Elle permet, à l’occasion de sa rédaction, une bonne préparation des entretiens individuels. De plus elle contribue, à l’aide d’une rédaction simple, de resituer la performance individuelle par rapport au collectif de l’équipe d’une part, et par rapport à l’organisation quotidienne du travail.
Par exemple pour un technicien d’intervention, le fait d’écrire que l’organisation de son véhicule de travail est une contribution à l’atteinte de ces objectifs peut alimenter des échanges constructifs lors de l’entretien.

Quelle que soit la forme de présentation, elle doit faire l’objet d’une préparation rigoureuse.

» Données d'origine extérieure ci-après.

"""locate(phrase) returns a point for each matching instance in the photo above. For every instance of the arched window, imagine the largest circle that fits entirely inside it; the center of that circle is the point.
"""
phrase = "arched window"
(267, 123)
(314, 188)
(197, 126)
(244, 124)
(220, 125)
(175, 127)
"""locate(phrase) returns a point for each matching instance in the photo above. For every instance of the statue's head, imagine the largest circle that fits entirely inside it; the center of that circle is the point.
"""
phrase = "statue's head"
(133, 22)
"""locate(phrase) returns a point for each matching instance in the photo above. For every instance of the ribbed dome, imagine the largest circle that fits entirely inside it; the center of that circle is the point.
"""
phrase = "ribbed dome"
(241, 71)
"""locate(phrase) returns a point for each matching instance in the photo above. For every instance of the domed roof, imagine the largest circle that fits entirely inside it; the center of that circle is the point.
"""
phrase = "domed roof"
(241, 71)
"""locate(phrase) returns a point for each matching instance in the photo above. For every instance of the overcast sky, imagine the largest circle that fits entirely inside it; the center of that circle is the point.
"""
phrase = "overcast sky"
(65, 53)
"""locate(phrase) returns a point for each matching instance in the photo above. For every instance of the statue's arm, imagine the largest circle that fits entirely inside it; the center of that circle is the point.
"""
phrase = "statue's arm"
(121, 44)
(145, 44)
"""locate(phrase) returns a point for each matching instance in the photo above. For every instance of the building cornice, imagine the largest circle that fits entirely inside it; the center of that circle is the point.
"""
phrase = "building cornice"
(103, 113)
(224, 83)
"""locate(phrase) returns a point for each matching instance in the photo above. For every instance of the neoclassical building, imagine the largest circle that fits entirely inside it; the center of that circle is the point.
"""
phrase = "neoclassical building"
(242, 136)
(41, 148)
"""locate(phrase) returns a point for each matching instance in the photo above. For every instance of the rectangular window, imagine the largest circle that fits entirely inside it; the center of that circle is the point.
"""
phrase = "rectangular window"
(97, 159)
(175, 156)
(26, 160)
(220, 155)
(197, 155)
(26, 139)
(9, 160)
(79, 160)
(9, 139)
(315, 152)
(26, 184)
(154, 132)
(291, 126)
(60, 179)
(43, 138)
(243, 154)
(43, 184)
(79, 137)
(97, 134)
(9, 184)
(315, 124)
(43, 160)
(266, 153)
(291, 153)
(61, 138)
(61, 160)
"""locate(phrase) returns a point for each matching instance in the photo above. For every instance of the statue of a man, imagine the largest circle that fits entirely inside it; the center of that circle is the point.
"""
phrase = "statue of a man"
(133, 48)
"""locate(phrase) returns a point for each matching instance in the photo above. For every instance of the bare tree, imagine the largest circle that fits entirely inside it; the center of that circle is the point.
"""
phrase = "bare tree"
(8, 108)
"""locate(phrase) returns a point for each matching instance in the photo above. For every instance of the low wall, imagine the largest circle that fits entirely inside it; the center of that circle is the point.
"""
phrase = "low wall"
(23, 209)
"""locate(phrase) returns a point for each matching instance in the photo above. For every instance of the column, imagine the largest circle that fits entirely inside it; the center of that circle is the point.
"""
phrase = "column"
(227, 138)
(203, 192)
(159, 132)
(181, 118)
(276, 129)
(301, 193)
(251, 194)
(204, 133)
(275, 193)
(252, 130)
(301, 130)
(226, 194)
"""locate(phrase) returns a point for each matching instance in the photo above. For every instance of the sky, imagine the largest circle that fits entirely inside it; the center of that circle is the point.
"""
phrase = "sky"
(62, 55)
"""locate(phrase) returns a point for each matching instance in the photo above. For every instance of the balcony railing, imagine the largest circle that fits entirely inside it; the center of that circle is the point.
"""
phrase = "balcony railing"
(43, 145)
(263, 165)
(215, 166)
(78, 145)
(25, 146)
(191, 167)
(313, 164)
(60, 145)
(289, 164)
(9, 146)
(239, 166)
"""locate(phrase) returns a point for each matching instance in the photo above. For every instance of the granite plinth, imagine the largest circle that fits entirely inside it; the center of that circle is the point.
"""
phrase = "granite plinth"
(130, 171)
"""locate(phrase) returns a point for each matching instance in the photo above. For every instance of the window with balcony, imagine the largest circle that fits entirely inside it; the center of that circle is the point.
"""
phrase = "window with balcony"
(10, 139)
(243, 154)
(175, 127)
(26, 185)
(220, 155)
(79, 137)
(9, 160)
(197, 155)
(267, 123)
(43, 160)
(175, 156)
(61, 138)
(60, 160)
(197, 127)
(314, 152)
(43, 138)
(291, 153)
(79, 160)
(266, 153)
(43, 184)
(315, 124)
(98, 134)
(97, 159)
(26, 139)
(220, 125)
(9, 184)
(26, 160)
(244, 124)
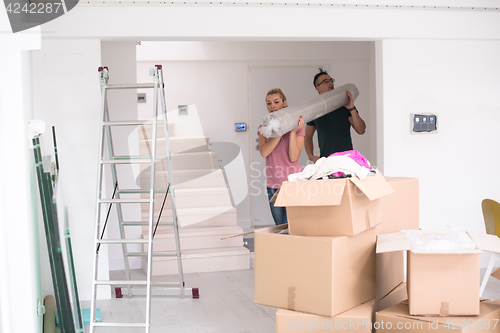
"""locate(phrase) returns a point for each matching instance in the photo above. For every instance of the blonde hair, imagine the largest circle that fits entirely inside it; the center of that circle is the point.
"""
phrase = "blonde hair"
(277, 91)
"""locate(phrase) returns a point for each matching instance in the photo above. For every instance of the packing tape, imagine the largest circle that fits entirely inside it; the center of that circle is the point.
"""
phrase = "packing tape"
(445, 309)
(291, 298)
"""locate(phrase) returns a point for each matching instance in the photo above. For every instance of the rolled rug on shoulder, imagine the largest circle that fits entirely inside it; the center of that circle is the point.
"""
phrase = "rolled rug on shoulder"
(283, 121)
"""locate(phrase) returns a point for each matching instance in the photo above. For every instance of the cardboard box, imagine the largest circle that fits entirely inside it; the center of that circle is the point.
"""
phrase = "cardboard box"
(395, 296)
(319, 275)
(390, 272)
(333, 207)
(400, 210)
(442, 282)
(358, 319)
(397, 318)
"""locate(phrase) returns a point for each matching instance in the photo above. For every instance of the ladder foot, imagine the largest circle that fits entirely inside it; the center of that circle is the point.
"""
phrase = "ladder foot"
(118, 292)
(196, 293)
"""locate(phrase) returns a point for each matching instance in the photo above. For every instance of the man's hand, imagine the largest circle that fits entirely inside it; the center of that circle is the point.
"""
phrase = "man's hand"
(300, 125)
(313, 158)
(350, 101)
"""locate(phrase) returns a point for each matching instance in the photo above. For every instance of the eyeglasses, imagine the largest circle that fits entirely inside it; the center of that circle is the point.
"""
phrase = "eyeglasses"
(330, 80)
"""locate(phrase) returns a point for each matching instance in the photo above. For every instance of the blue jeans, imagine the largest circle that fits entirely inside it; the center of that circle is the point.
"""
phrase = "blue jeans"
(278, 213)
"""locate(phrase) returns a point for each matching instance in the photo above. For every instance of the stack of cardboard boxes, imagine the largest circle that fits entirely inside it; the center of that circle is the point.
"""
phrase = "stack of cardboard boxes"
(323, 271)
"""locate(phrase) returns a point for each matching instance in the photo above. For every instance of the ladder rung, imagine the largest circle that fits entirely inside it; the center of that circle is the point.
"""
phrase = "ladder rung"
(119, 324)
(116, 282)
(124, 201)
(137, 191)
(130, 86)
(155, 254)
(127, 161)
(132, 122)
(143, 223)
(165, 284)
(122, 241)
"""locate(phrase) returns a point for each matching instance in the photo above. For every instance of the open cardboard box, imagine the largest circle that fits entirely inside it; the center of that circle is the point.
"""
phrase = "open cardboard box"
(318, 275)
(397, 318)
(400, 210)
(358, 319)
(441, 283)
(333, 207)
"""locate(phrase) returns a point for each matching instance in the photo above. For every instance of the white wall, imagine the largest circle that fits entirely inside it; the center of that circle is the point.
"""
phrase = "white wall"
(458, 166)
(19, 275)
(305, 23)
(215, 77)
(67, 95)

Comment présenter ces objectifs :

Pour la plupart des entreprises cette notion de management par objectifs n’est pas nouvelle, il est bien évident que si cette pratique est mise en place la démarche doit être préalablement expliquée.
La présentation de ces objectifs doit se faire au travers d’un entretien individuel, au cours duquel on abordera les résultats de l’année précédente, quel que soit le mode de fonctionnement de l’équipe, même si un entretien bilan, a eu lieu précédemment le fait d’un échange sur les résultats de l’année précédente permet de préparer la présentation des nouvelles propositions. L’appréciation des résultats antérieurs aura déjà, dans la plupart des cas été communiquée à l’intéressé, si ce n’est pas le cas il faut essayer de rester dans une dynamique positive.
J’ai souvent observé, qu’une adhésion en deux temps, un entretien de présentation et d’échanges, suivi d’une deuxième rencontre, très brève pour accord, rassurait les intéressés et permettait une plus grande adhésion.

Cette phase de présentation est, pour moi d’une importance capitale, car quel que soit le niveau de qualité des phases précédentes, si celle là est mal vécue par le collaborateur, la suite sera toujours plus difficile.


Retour d’expérience:

Ces quelques éléments de pratique relationnelle sont issus du management d’une agence d’une soixantaine de personnes, dont les activités étaient pour l’essentiel :
• Accueil téléphonique et physique de la clientèle, traitement du courrier, gestion des comptes et des contrats,
• Réalisation de toutes les interventions techniques relatives à la fourniture d’énergie électricité et gaz chez le client, sauf dépannage d’urgence.

J’ai choisi de centrer ces relations sur le contrat d’objectifs, je ne pense pas que cette pratique existe dans toutes les entreprises, mais quel que soit le mode d’appréciation de la qualité de la production ou du service et de la mesure de la performance individuelle des collaborateurs, se pose toujours le mode de relation entre les individus sur ces deux aspects de la vie de l’entreprise.

J’ai observé au fil des évolutions que ces actes managériaux, qui sont de grande importance pour le fonctionnement de l’entreprise sont souvent dénué de sens pour les protagonistes, souvent cette perte de sens engendre des situations plus complexe à gérer.

Je pense que cette perception « de n’avoir que peu de temps » pour préparer, construire et faire vivre ce type de relations, est un peu « l’arbre qui cache la forêt », car de toute façon au fil des situations, ces phases incontournables d’appropriation, seront vécues, mais d’une autre façon et souvent dans l’urgence.

Souvent ces impasses sont mises en évidence à l’occasion de l’analyse des disfonctionnements qui interviennent dans la réalisation des activités courantes.
La frustration des individus, lorsqu’ils perçoivent mal ce que l’on attend d’eux ou comment est apprécié leur travail est souvent très grande et pèse sur leurs conditions de travail ; de plus l’évaluation globale des performances de l’entreprise est aussi un des élément qui permet de concrétiser l’engagement individuel de chacun.